Tag Archives: william lai

Lai wins but DPP lose majority in Taiwan

Phil Bennion with William Lai

With other members of the Liberal International Bureau and senior members of CALD (Council of Asian Liberal and Democrats) I flew to Taiwan for a 5-day mission in solidarity with the Democratic Progressive Party, our sister party in Taiwan, who were facing a challenging election.

The emergence of the Taiwan People’s Party as a third force made the election results less predictable and unprecedented and relentless messaging from China was urging the Taiwanese to “choose peace” by ditching the Democratic Progressive Party.

Our first meeting was with the International Republican Institute, a refreshingly centrist group of people considering the current direction of their US sponsors. Their work in Taiwan is outward looking across East Asia, including mainland China, but they have now closed their office in Hong Kong and programs in China are now virtually impossible to deliver. Some of their work is related to influence and disinformation emanating from the Chinese Communist Party. The CCP narrative on voting  Kuomintang (KMT – Chinese Nationalist Party) for peace or DPP for war were being amplified by Chinese state operatives through online media.  Internally they work cross party on democratic principles with youth across Taiwan. They find that the younger KMT supporters are not interested in any form of unification with China. They are generally third generation since the 1949 influx and have grown up as Taiwanese. Hence the actual positions of the two main parties is now much closer and both are supporting the status quo, albeit with differing levels of enthusiasm.

Friedrich Naumann Foundation (FNF) are working on similar themes and told us that the CCP were also pushing the idea that the US is an unreliable ally and may abandon Taiwan, or that the DPP would use conscription to force young voters to take up arms against China. The CCP is now mainly using Tik-Tok to spread distrust of democracy and antipathy to the DPP amongst Taiwanese youth, but research shows that only 6% of Taiwanese support unification with China at any point in the future.

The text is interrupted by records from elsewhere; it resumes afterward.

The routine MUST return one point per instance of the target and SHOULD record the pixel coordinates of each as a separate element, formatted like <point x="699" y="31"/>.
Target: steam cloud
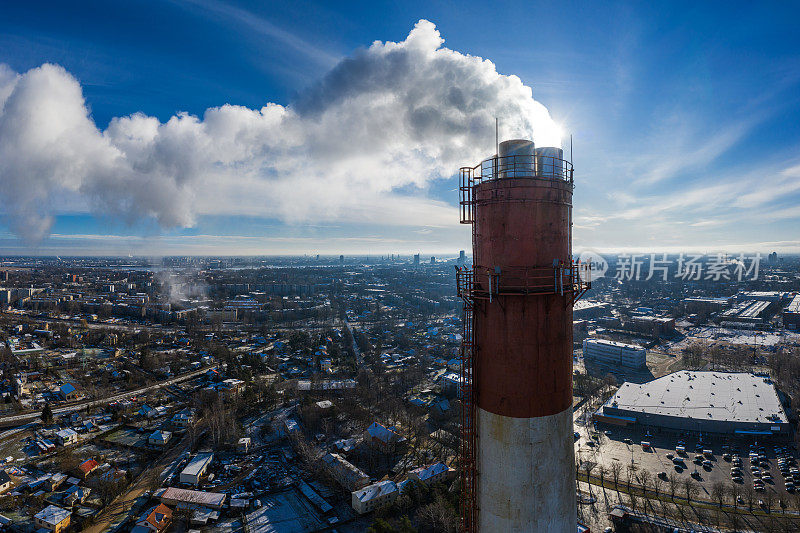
<point x="394" y="115"/>
<point x="178" y="287"/>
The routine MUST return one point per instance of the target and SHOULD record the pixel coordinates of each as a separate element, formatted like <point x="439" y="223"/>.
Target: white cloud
<point x="391" y="116"/>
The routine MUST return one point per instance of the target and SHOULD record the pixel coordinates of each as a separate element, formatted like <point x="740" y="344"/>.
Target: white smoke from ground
<point x="394" y="115"/>
<point x="178" y="288"/>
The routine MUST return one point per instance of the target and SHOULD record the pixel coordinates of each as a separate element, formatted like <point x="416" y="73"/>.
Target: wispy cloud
<point x="240" y="17"/>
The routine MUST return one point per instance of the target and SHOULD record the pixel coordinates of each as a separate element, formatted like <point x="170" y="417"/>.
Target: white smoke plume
<point x="178" y="287"/>
<point x="394" y="115"/>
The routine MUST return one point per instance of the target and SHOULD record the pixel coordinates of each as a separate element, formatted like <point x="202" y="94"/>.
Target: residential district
<point x="295" y="394"/>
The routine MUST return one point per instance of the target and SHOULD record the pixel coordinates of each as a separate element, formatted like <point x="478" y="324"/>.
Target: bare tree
<point x="616" y="469"/>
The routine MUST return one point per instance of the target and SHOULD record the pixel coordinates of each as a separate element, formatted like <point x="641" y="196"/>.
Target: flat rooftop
<point x="721" y="396"/>
<point x="197" y="464"/>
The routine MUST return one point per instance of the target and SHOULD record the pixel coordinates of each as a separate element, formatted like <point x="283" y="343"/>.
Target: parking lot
<point x="763" y="474"/>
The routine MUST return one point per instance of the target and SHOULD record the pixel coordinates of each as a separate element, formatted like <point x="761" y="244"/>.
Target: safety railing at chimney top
<point x="512" y="166"/>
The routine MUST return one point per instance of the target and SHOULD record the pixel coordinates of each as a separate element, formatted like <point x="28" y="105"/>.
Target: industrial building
<point x="704" y="304"/>
<point x="708" y="402"/>
<point x="196" y="468"/>
<point x="190" y="498"/>
<point x="748" y="313"/>
<point x="791" y="315"/>
<point x="652" y="325"/>
<point x="590" y="309"/>
<point x="614" y="353"/>
<point x="517" y="454"/>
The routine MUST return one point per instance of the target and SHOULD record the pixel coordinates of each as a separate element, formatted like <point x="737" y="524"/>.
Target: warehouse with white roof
<point x="708" y="402"/>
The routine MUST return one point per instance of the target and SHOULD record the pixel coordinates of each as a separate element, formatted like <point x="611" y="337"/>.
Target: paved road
<point x="27" y="417"/>
<point x="113" y="516"/>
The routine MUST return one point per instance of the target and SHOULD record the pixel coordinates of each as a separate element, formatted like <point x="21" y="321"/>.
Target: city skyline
<point x="684" y="124"/>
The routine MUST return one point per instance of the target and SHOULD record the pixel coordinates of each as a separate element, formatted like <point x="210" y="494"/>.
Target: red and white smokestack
<point x="522" y="378"/>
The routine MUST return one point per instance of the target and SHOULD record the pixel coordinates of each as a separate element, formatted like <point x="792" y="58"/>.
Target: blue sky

Our questions included some regarding the issue of same sex marriage introduced by the DPP, which the two opposition parties officially support, but comments by TPP leader Ko has cast doubt on this and many KMT legislators have openly stated their wish to abolish it. Despite this lack of commitment by the opposition, the DPP have been losing support from the youth vote. This is partly due to the Chinese Tik-Tok barrage of messaging, but also due to lack of affordable housing which affects young voters most. The TPP and Ko have seized on this issue in the election campaign. Ko has also attracted younger voters with his vulgar style, somewhat similar to that of Trump.